Treatment strategy of SOF-containing therapy has been under broad discussion. Many physicians explored unconventional dose of sofosbuvir for safety concern, although there is no established pharmacokinetics profile for administration at 200 mg QD, 400 mg/48 h or 400 mg three times a week. Our subgroup analysis suggests that regimen with full and decreased dose of sofosbuvir might be both considerable at acceptable SAE rate (8.8% vs 2.9%) and high SVR12/24 (97.1% vs 96.2%). We assume that sofosbuvir could be alternatively applied at a lower dose as half as normal or at a frequency extended to once every 2 days without compromising its efficacy significantly. While administering three times a week might not be optimal, given that median terminal half-lives of sofosbuvir and its metabolite GS331007 were 0.4 and 27 h (healthy subjects), and possible low SVR12/24 (60% reported in very small sample size) [32]. Ribavirin should be used with caution, considering higher risk of anemia for RBV-containing regimen than RBV-free treatment. Anemia was the most frequently reported AE (6 to 43.7%) in studies of our review, and RBV was included in almost all of these studies (8/9). Manoj reported that 65.4% (17/26) patients in SOF + RBV group developed anemia, and 30% had to discontinue ribavirin [28]. What is worth mentioning is that we found RBV-containing regimen reached lower SVR12/24. One of the reasons is likely to be tolerability issue of ribavirin, another reason might be potent combination drug with sofosbuvir in most RBV-free regimen, 9 studies applied SOF/LDV or SOF + DCV, and 7 achieved 100% SVR12/24.

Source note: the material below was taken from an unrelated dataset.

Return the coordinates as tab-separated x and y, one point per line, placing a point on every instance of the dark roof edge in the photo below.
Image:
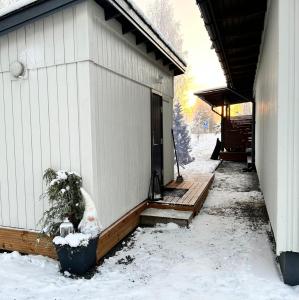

Kidney function deterioration is a concern for sofosbuvir usage. On one hand, there are few case reports proposed the correlation of nephrotoxicity and SOF-based therapy [41, 42], on the other hand, several large retrospective cohorts conclude SOF-based regimen does not introduce higher acute kidney injury for HCV patients compared to SOF-free treatment [43, 44]. Studies that reported renal function in our review had generally stable eGFR and serum creatinine during treatment. Two SAE cases of AKI and acute renal failure were considered not related to study drug.

There are some limitations to our study. First, we could not perform subgroup analysis according to HCV genotype, CKD stage for lack of enough information. Second, geographical origin of studies enrolled is mainly USA and India, and that limits the representativeness of our analysis. Third, all of the studies were observational studies without control group, and most studies were of medium quality. Heterogeneity was substantial which might attribute to varied sample size and treatment therapy. Furthermore, some newly approved SOF-based therapy (e.g. SOF/VEL) was not included in this analysis for lack of evidence and analysis time frame. The factors above compromise the quality of this review. Prospective and well-controlled studies are expected in near future to provide more robust evidence.

Conclusions

This systematic review and meta-analysis evaluated SOF-based therapy for HCV infected patients with comorbidity of stage 4–5 CKD. Data from this study suggests satisfying sustained virological response and tolerance. For treatment strategy, both full and decreased dose of sofosbuvir could be appropriate. Caution is still needed at clinical practice.